Everyone entering the U.S. could be subject to taxes from “day one” because the current tax code no longer allows personal exemptions or wage thresholds to apply to their earnings, an accounting firm tax manager said.
The personal exemption previously available for some nonresident workers to decrease taxable income was eliminated in 2018 for all individuals, under the Tax Cuts and Jobs Act (Pub. L. No, 115-97) that was signed into law in December 2017, Nita Patel, tax managing director at KPMG LLP, said May 15. This means “if they earn a dollar, it is taxable going forward,” she said.
Even brief travel to the United States for project meetings or trading should generally be calculated as work days for withholding purposes, Patel said at the American Payroll Association's 2018 Congress in National Harbor, Md.

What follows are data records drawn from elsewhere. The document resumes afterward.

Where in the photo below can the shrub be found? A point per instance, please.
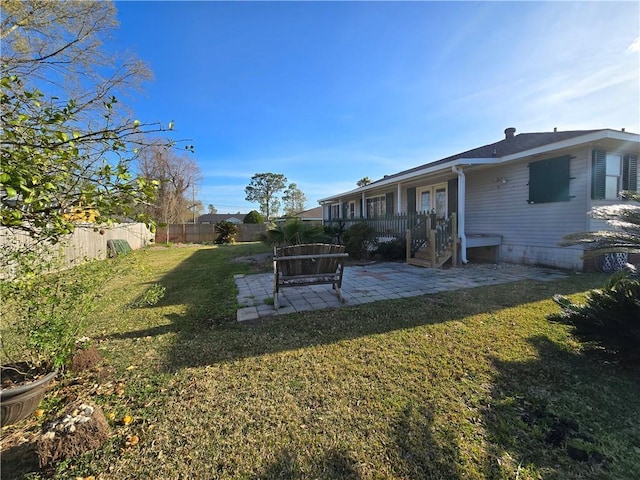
(227, 232)
(610, 318)
(357, 238)
(294, 232)
(253, 217)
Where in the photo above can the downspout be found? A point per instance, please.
(461, 212)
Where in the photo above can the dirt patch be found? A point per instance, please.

Remaining exceptions to withholding include foreign sourced income under a certain threshold, income specifically excluded in the tax code, and income specifically excluded in tax treaties.
The Golden Rule for Source of Income
The golden rule for determining the source of income is where an employee works in the world and performs services is the place of tax residency.
Foreign workers in the U.S. may be classified as either resident aliens or nonresident aliens for taxation purposes.
Resident aliens working in the U.S. are treated as tax residents if they are considered a lawful permanent resident with a green card, make a first-year election, or meet the substantial presence test.
An employee present in the U.S. for at least 31 consecutive days in the current year and greater than or equal to 183 days over a three year period would be considered a tax resident under the substantial presence test, making their worldwide income potentially subject to U.S. federal taxes. This calculation considers 100 percent of days in current year, a third of days in the immediately prior year, and a sixth of days in second prior year, the payroll managers said.
Even the day an employee lands at the airport is considered a full day of work for tax residence purposes, said Johnie Townsend, KPMG LLP global mobility service manager and former IRS examiner, who also spoke to the group.
Nonresident aliens who do not have substantial presence in the U.S. generally only are taxed on certain income from U.S. sources.
There are, however, exceptions to the rule as other factors complicate withholding processes.
U.S. sourced compensation paid by a foreign employer may not be subject to withholding if the compensation is exempt from U.S. federal income tax through application of an applicable tax treaty. “Each country is different so some countries will look at 183 days in a calendar year, others will look at a rolling 12-month period,” Townsend said.
This is where it is difficult from a payroll perspective since employers may not know from the offset whether they may claim a treaty exception. Collaboration between departments to share information about what is stated in the assignment letter and what kind of visa workers are traveling on is important in this determination, Townsend said.
The date of a worker’s arrival and departure from the host country may complicate withholding calculations of nonresident aliens.
Something as seemingly trivial as trip to the host country for house-hunting could trigger an early start to residency, even if the assignment letter sets a later start date. Returning to the host country after an assignment has concluded even for a brief trip could also extend the duration of residence to the last date of presence if there is no treaty exemption.
Don’t Forget the States
To be in full compliance, payroll professional handling nonresident alien withholding for foreign workers in the U.S. must consider state tax issues as well.
Because international tax treaties are generally not followed by states, employees who may be exempt from federal withholding could still be subject to state taxes. A stipend or payment which does not meet the threshold for U.S. federal income tax reporting may also still meet thresholds at the state level, Townsend said.
“There are lots of different sources of data you have to be on the watch for,” Patel cautioned payroll professionals.